Zürich – X-TRA
Sonntag, 11. Mai 2025
Text: Adrian Portmann
Man könnte sagen, ein Sonntagskonzert ist einer Wundertüte gleichzusetzen. Man weiss nie genau, was einen erwartet und ob der Event einen vom Hocker hauen wird. Aber das muss auch nicht immer sein. Entweder gelingt es einem solchen Abend, die Woche gemütlich ausklingen zu lassen, oder das krasse Gegenteil tritt ein – es wird noch einmal richtig aufgedreht. Zwar nicht die beste Voraussetzung, um kurz darauf wieder in die Arbeitswoche zu starten, doch eines ist sicher: wenn es so abgeht wie am vergangenen Sonntag, dann nimmt man dieses Opfer gerne in Kauf. Mein Muskelkater am nächsten Tag war es definitiv wert!
Im Verlauf eines schönen Frühlings-Sonnenuntergangs strömten die Besucher ins X-TRA, wo neben der ausgelassenen Stimmung eines besonders auffiel: Das war ein bunt zusammengewürfelter Haufen, der sich da im Konzertsaal versammelte.
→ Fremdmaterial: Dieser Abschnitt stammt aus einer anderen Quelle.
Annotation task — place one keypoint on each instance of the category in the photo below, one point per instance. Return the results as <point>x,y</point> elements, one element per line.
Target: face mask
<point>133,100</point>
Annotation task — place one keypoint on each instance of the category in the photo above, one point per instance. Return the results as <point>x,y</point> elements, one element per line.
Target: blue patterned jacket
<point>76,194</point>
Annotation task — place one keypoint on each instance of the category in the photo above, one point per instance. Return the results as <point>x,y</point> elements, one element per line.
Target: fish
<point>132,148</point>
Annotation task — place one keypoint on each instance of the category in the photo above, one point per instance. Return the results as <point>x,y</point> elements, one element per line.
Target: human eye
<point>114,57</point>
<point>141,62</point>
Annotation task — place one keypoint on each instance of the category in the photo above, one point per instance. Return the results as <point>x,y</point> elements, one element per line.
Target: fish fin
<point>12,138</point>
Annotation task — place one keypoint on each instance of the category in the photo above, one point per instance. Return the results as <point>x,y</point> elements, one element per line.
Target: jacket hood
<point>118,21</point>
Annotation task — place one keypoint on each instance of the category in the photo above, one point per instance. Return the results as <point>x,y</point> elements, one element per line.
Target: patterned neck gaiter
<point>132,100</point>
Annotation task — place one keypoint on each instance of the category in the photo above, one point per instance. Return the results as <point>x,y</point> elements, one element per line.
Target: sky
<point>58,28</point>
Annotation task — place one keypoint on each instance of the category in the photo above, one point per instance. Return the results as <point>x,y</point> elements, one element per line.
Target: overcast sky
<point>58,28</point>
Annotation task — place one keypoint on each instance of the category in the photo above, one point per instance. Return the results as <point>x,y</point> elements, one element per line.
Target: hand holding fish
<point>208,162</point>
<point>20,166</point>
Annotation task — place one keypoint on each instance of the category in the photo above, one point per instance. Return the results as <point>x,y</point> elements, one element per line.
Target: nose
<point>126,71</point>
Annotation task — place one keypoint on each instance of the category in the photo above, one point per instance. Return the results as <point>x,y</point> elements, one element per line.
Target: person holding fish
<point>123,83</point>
Von Jung bis Alt, vom klassischen Rocker bis zum Punk, vom klischeehaften Büroangestellten bis zum hippen Studenten – alles in allem Musikfreunde mit Lust auf einen Abend voller guter Laune.
Für das musikalische Fundament sorgte an diesem Abend Boko Yout, der – wie auch seine Band – im Pfadfinder-Style die Bühne betrat. Kurz gesagt war es der perfekte Support. Mehr noch: Meiner Meinung nach stand der ebenfalls aus Schweden stammende Künstler dem Hauptact (bis vielleicht auf den Bekanntheitsgrad und die Breite des Musikrepertoires) um nichts nach. Kathartische Performancekunst, grooviger Sound und eine tolle Verbindung diverser Genre-Einflüsse wurden mit sympathischen Ansagen zwischen den Songs abgerundet. Nicht lange, und der Funke sprang auch auf das Publikum über. Es wurde gelacht, getanzt, bei den Singalong-Stellen mächtig mitgesungen oder einfach gutgelaunt in Richtung Bühne gegrinst. Nach diesem grandiosen Set freue ich mich jetzt schon darauf, in Zukunft mehr davon zu hören.
Kurze Zeit später dimmte sich das Licht erneut und ein epischer Klang sowie lauter Jubel erfüllten den Saal. Die Viagra Boys sind endlich angekommen! Ob es am bereits gut aufgewärmten Publikum lag oder am tätowierten Bierbauch des Sängers – ab dem ersten Song ging es ordentlich zur Sache. Überall, wo man sich umsah, drehten unzählige Feierwütige auf und hüpften zum Sound wild herum. Gut gelaunt verkündete der mit einer schwarzen Sonnenbrille ausgestattete Sebastian Murphy, dass dies das letzte Konzert ihrer aktuellen Tour sei. „We are fucking stoked to be here in Zürich“, rief er kurz darauf, und dementsprechend ging es gleich wieder intensiv weiter. Die Meute vor der Bühne war darüber sehr erfreut und liess sich von den Schweden mitreissen. Immer wieder entstanden herrlich absurde Situationen. Neben sehr unterhaltsamen Circle Pits und gewagtem Crowdsurfing gab es auch jenen Moment, als zwei Fans mit jeweils einem grossen Bier in der Hand übereifrig Richtung Mitte eilten, nur um beim darauffolgenden Breakdown ihre Getränke voller Tatendrang im Gerangel zu verlieren, genauer gesagt zu verschütten.
Die Vermischung zwischen Punk und Elektro kam zur Geltung und liess die Zeit unglaublich schnell vergehen. Besonders bei den Songs, die durch wirre Soli in die Länge gezogen wurden, fühlte es sich an, als nehme man an einem niemals endenden Rave teil. Auch die Verspieltheit der Musik, insbesondere mit Keyboard-, Saxophon- und Querflötenklängen gespickt, kam gut an. All das in Kombination ergab ein perfektes Konzert, um dem Alltagsstress zu entfliehen und sich vollkommen frei von jeglichem Druck zu fühlen. Nach einem langen Applaus beim Konzert-Ende verliessen wir schliesslich völlig verschwitzt, aber mit einem breiten Grinsen im Gesicht das Lokal, hinaus in die frische Abendluft.